The South Jersey Times reported on September 4, 2014 that Freeholder Doug Long and his law partner Albert Marmero were charged by ethics authorities with using nearly $200,000 from client trust funds to pay for the firm's operating expenses. The article quoted Long as saying "It's important to note that neither myself, nor my partner are being accused of any wrongdoing ... Instead, this is an issue of negligent supervision of an employee."
The filed ethics complaint, in paragraphs 46 and 47, states that "on November 1, 2010, a cash deposit of $10,000.00 was made to the trust account. These funds replenished the trust account for the funds misappropriated from Royal Court tenants in October 2010. The cash deposit was a loan from Jeff Long," who is Don Long's brother. Long and Marmero, in their answer to the ethics charge, admitted that Long's brother deposited the $10,000 into their firm's trust account but claim that they "only learned in the course of this investigation that [bookkeeper Colleen] Redman routinely transferred funds among different firm accounts, including the trust account, and in this instance deposited a loan, to ensure that firm liabilities were covered and duly paid."
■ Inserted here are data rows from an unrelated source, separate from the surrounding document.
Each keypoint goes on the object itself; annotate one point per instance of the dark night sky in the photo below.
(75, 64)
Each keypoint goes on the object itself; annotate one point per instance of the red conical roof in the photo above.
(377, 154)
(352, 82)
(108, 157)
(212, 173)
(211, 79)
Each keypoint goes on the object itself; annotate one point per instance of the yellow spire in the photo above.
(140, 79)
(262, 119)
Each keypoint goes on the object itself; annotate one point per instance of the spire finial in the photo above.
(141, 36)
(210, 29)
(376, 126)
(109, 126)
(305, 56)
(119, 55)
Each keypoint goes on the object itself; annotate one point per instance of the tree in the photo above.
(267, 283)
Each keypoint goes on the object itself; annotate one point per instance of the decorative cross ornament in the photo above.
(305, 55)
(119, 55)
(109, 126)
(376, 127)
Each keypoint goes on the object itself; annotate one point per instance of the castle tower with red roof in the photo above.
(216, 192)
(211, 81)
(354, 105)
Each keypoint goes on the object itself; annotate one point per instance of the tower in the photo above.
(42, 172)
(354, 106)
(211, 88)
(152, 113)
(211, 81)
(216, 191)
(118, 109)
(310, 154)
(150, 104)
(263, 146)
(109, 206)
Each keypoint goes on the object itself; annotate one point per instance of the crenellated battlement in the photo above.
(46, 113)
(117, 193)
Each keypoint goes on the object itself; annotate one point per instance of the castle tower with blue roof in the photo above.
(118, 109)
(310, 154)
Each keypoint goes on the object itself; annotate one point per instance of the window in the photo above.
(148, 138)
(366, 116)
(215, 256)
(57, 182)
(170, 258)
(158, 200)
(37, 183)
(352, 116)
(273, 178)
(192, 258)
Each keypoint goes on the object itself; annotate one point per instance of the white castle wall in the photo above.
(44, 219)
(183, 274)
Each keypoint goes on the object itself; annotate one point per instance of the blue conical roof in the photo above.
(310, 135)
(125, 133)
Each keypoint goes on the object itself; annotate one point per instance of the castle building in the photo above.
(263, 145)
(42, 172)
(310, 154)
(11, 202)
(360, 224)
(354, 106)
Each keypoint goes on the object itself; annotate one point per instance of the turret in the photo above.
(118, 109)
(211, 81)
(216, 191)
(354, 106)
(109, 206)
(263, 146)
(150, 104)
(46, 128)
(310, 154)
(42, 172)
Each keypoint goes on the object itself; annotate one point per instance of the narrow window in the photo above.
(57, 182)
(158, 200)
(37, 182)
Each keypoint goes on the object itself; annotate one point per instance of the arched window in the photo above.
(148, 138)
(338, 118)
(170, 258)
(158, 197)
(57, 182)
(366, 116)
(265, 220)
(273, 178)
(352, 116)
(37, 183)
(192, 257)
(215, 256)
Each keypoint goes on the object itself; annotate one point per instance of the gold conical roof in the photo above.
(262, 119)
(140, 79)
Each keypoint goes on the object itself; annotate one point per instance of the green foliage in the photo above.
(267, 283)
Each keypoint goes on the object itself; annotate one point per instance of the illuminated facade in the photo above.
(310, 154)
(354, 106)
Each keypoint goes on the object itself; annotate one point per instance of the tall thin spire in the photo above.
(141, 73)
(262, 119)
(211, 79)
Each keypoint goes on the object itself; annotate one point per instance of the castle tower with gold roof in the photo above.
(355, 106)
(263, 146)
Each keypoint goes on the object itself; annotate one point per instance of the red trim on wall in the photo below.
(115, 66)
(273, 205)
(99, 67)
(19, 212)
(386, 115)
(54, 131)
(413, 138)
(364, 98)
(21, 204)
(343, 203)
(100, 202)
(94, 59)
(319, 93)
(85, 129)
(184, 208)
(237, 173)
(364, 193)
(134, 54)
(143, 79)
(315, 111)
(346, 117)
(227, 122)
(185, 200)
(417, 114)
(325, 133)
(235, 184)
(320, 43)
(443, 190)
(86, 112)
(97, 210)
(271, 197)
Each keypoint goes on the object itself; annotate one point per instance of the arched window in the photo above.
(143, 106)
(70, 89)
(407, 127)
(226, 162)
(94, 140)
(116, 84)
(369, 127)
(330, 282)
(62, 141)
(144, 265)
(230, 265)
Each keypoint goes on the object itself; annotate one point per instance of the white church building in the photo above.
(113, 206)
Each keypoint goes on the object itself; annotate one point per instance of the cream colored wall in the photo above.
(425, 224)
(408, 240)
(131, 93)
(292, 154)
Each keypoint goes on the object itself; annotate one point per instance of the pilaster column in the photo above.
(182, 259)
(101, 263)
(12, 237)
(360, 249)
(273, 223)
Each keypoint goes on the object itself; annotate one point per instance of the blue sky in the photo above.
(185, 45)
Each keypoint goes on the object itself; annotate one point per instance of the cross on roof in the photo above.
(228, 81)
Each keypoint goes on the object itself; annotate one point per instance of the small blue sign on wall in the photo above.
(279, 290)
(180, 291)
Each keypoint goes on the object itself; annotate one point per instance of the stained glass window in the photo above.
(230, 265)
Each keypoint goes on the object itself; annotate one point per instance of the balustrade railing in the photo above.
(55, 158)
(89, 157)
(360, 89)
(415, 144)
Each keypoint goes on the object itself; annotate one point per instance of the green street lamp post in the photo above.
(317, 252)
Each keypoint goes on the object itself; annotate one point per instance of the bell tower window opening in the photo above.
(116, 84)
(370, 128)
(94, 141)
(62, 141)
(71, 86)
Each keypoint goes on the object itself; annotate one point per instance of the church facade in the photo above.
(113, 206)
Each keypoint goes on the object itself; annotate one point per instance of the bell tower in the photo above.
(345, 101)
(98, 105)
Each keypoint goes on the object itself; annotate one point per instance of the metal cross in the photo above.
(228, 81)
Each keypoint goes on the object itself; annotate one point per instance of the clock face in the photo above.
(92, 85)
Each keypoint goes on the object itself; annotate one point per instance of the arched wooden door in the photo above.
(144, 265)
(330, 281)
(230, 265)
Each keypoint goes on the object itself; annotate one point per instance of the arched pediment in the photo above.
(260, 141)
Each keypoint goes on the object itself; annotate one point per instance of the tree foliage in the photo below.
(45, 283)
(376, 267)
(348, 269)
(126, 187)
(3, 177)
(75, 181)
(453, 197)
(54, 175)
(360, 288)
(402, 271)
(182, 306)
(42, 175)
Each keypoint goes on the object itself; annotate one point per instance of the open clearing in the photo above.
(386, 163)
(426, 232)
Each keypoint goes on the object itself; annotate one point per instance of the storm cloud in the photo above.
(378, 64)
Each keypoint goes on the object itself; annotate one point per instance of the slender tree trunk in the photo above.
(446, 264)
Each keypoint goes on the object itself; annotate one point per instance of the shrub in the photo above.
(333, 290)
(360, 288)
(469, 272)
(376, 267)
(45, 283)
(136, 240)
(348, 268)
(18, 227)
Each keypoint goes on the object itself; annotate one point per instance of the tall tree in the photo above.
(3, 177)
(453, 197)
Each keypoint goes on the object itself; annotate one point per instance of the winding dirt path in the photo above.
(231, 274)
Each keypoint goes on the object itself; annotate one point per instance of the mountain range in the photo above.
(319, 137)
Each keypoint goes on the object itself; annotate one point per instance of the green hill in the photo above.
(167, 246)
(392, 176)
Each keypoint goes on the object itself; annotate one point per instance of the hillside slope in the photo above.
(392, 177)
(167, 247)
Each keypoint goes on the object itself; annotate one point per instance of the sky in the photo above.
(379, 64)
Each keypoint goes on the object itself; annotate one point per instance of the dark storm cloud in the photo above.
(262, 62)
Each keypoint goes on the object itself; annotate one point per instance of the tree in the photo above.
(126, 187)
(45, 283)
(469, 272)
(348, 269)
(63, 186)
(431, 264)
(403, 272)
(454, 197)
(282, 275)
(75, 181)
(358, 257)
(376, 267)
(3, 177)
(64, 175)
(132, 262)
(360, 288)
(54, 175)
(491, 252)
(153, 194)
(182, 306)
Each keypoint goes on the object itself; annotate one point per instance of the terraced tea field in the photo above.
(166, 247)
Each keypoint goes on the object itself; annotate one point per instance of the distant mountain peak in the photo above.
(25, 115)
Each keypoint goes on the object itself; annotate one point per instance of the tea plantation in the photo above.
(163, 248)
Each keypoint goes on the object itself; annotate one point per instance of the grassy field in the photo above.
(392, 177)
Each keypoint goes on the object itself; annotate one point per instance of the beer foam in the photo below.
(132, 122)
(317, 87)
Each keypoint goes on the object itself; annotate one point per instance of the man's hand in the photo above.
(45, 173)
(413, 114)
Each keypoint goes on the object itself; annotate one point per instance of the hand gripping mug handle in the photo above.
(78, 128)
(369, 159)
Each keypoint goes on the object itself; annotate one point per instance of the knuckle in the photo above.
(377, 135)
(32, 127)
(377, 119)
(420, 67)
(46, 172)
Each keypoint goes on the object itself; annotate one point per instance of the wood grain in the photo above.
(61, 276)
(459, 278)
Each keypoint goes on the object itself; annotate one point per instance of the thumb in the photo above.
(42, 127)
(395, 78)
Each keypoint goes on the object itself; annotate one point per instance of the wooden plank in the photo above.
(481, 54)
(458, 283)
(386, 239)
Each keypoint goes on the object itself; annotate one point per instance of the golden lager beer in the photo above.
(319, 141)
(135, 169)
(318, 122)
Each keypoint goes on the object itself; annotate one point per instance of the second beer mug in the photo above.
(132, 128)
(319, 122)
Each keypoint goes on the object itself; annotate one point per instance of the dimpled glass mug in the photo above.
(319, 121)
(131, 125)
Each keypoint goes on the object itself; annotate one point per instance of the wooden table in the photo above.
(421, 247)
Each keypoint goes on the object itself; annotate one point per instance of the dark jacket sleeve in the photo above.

So, Redman, on her own and without Long or Marmero knowing about it, reached out to Long's brother and arranged for him to make a $10,000 cash loan to the firm's trust account to keep the trust account from being overdrawn? Really?
Apparently, the Freeholder expects us to believe that he and his brother never discussed this loan and that the entire scheme was cooked up by the "negligently supervised" bookkeeper. For Long's sake, I hope the members of the State's Disciplinary Review Board are as gullible as he believes the public to be.